Step 2 — Join each replica

On each replica host (after a fresh xrayGraphDB install — do not run xraygraphdb-bootstrap-admin on replicas):

Shell (on each replica)
sudo xraygraphdb-cluster-join \
    --main=main.example.com:7690 \
    --replica-port=7690 \
    --accept-wipe

The helper stops the local daemon, wipes /var/lib/xraygraphdb/{databases,auth,plugin_licenses,settings,replication,snapshots,wal}, writes a replica drop-in, and restarts. Without --accept-wipe it refuses; the daemon itself also refuses to start in replica mode against non-empty data unless that flag is passed (defense-in-depth in case someone hand-edits systemd).

Add --keep-snapshot-backup to mv the data directory to a timestamped .bak. path instead of deleting — useful if you want a one-restart undo.

Step 3 — Register on MAIN (if not pre-listed)

If you did not bake replica addresses into MAIN's --replication-replicas, register them at runtime:

Cypher (on MAIN)
REGISTER REPLICA replica1 SYNC TO "replica1.example.com:7690";
REGISTER REPLICA replica2 ASYNC TO "replica2.example.com:7690";
SHOW REPLICAS;
// Both data_info and system_info should populate within a few seconds.

Pick SYNC for replicas where you need durable acknowledgement of every write before MAIN commits, and ASYNC for replicas where you tolerate lag but don't want them to slow MAIN down.
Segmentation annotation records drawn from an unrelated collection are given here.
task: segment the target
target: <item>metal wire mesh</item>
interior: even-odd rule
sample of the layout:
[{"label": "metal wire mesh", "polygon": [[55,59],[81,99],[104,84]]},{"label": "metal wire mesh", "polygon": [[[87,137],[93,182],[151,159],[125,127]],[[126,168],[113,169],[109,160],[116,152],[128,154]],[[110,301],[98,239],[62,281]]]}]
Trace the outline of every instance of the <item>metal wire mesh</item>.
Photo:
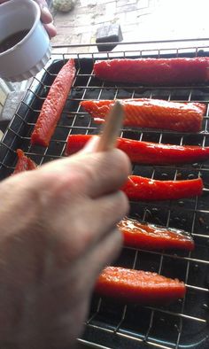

Step 4 — Verify replication

Cypher
// On MAIN — write a probe row
CREATE (:ReplProbe {ts: timestamp(), host: "main"});

// On each REPLICA — read it back (read-only)
MATCH (n:ReplProbe) RETURN n.ts, n.host;
// Should return the row written on MAIN; latency should be under a second on healthy networks.

If a replica is empty or stuck, check SHOW REPLICAS on MAIN: a healthy replica reports a populated data_info object and an increasing timestamp. A failed sync reports status: "invalid" — check both hosts' journals (journalctl -u xraygraphdb -n 200) and confirm the replica's port 7690 is reachable from MAIN.

Outage scenarios — what happens, what you do

The cluster has explicit, predictable behavior for every node-down case. Memorize this table.

Scenario Behavior today (v4.x) Operator action
MAIN dies (no coordinators) Replicas keep serving READS. Writes are refused with a clear error pointing at MAIN's address. No automatic promotion. Pick a replica, run SET REPLICATION ROLE TO MAIN on it. Re-point the other replicas at the new MAIN with SET REPLICATION ROLE TO REPLICA WITH PORT 7690 ... --replication-primary=<new-main>:7690 (drop-in edit + restart). Cluster identity is preserved — users, passwords, and data continue from the survivor's last state.
MAIN dies (coordinator quorum, enterprise) Coordinators detect missed heartbeats; majority quorum auto-promotes a replica. Promotion is committed via Raft so split-brain is impossible. Detection + promotion typically takes a few seconds. None. Inspect SHOW INSTANCE on the new MAIN to confirm.
Replica down for minutes For SYNC replicas: MAIN's writes block until the SYNC timeout (configurable, default 1s), then MAIN demotes that replica to ASYNC and continues. ASYNC replicas just lag. None — the replica catches up via WAL when it returns.
Replica down for hours / days Same as above. When the replica returns, it requests catch-up from MAIN. If MAIN's WAL still covers the gap, sync resumes seamlessly. None. Confirm with SHOW REPLICAS that data_info.timestamp climbs.
Replica down for weeks / months MAIN's WAL has rotated past the replica's last applied position. Catch-up is impossible without a re-seed. Run DROP REPLICA <name> on MAIN, then on the returning host run xraygraphdb-cluster-join --main=<main>:7690 --accept-wipe. The replica re-bootstraps from MAIN's current snapshot.
Operator wants to dissolve the cluster n/a (manual today; xraygraphdb-cluster-leave helper coming in v4.9.5). On MAIN: DROP REPLICA <name> for each replica. On each replica: systemctl stop xraygraphdb && rm /etc/systemd/system/xraygraphdb.service.d/20-replica.conf && systemctl daemon-reload && systemctl start xraygraphdb. Each ex-replica becomes standalone with its own copy of the data (last sync point) plus the cluster's admin user.
Network partition SYNC replicas time out and demote to ASYNC. ASYNC replicas continue lagging until the partition heals. MAIN never auto-fails-over without coordinators (no split-brain risk). Verify with SHOW REPLICAS when the partition heals; replicas catch up automatically.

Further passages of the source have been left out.